Wichtige Kennziffern von MKG Consulting für die Hotellerie zeigen allerdings, dass Deutschland mit einem Minus von 5,9 Punkten etwas schwächer performt als die Mitbewerber. In allen untersuchten Märkten – Deutschland, Frankreich, Italien, Spanien, der Schweiz und Österreich - liegt die Belegungsrate der Hotels im Oktober 2022 unter der des Vergleichsmonats 2019.

Zugleich sind die nicht inflationsbereinigten Durchschnittspreise für Hotelübernachtungen in diesen Destinationen in Europa gestiegen. Bei den aktuellen Zimmerpreisen verteuert sich Deutschland ebenfalls, bewegt sich jedoch weiterhin im unteren Drittel.

Auf Basis der aktuellen Daten prognostiziert das Marktforschungsinstitut Tourism Economics für das Deutschland-Incoming 2022 ein Volumen von circa 60 Millionen Ausländerübernachtungen – rund zwei Drittel des bisherigen Rekordjahres 2019.

Nachhaltigere Reisen liegen im Trend

Die umfangreichen Marketingaktivitäten der DZT für einen nachhaltigeren Incoming-Tourismus zeigen Wirkung: So ist der Anteil der Anreisen nach Deutschland mit der Bahn nach Analysen von Mobilfunkdaten durch Teralytics im Auftrag der DZT von Januar bis Oktober 2022 im Vergleich zum Vorjahreszeitraum von 10,6 Prozent auf 14,4 Prozent gestiegen. Die Aufenthaltsdauer im Flugsegment ist in den ersten zehn Monaten 2022 gegenüber dem gleichen Zeitraum 2019 laut Analysen von Forward Keys von durchschnittlich 8,3 auf 9,9 Tage gestiegen.
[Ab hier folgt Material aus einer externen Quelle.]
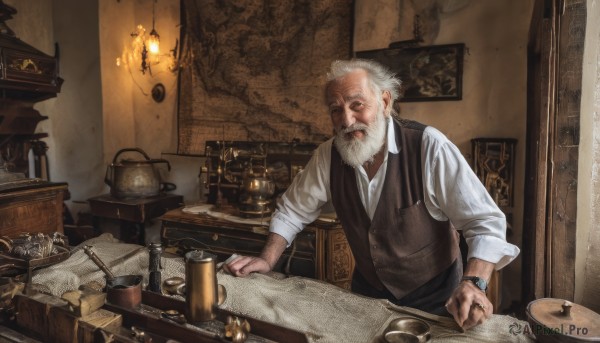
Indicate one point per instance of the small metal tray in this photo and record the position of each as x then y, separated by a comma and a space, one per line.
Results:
9, 263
Der CO2-Footprint pro Reisetag sinkt somit.

Zukünftig sind für 80 Prozent der internationalen Auslandsreisenden nach Analysen von IPK International Nachhaltigkeit, Klima- und Umweltschutz wichtig oder sehr wichtig. Um verstärkt nachhaltige Reisen zu buchen, erwarten rund 40 Prozent der Befragten ein breiteres, kostengünstiges Angebotsspektrum sowie mehr konkretere Informationen.

Im Sinne einer möglichen Entzerrung der Reiseströme würde laut IPK mehr als die Hälfte der Befragten grundsätzlich auch außerhalb der Hochsaison verreisen. 43 Prozent können sich vorstellen, für mehr Nachhaltigkeit auf Komfort, beispielsweise bei der Anreise, zu verzichten. Das Interesse, bei einem entsprechenden Angebot, eine Städtereise auch mit einem Aufenthalt in ländlichen Regionen zu kombinieren, ist mit mehr als 90 Prozent bei den Auslandsreisenden weltweit stark ausgeprägt.

Gute Chancen für Reiseland Deutschland im europäischen Wettbewerb

Im Ranking der beliebtesten Reiseziele für die kommenden sechs Monate steigt Deutschland in der Herbstumfrage der ETC vom sechsten auf den vierten Platz nach Frankreich, Spanien und Italien.

Deutsche Bank Research erwartet laut den Prognosen vom November, dass die globale Inflationsrate im Jahresdurchschnitt 2022 auf 8,4 Prozent klettert und sich damit gegenüber dem Vorjahr mehr als verdoppelt. Auch für das Jahr 2023 erwarten die Volkswirte eine weiterhin hohe Inflation in Höhe von gut sechs Prozent.

Das prägt auch das Verbraucherverhalten: So analysiert die oben zitierte ETC-Studie in ihrer 13. Befragungswelle vom Oktober 2022 die wichtigsten Gründe, die potenzielle Gäste derzeit vom Reisen abhalten könnten im Vergleich zur letzten Umfrage im Sommer. Der Anteil derer, die sich durch den Krieg Russlands gegen die Ukraine vom Reisen abhalten lassen, sinkt um sechs auf 8,9 Prozent. Neun Prozent befürchten, unterwegs durch die Inkraftsetzung von Quarantäneregeln überrascht zu werden (unverändert).
23 Prozent nennen generell steigende Reisekosten aufgrund der Inflation (plus fünf Prozent), 17,1 Prozent hindert die persönliche wirtschaftliche Situation am Reisen (plus vier Prozent).

Drei Viertel der Key Accounts der internationalen Reiseindustrie gehen laut DZT Industry Expert Panel davon aus, dass ihre Kunden trotz limitierter Reisebudgets grundsätzlich ins Ausland verreisen wollen.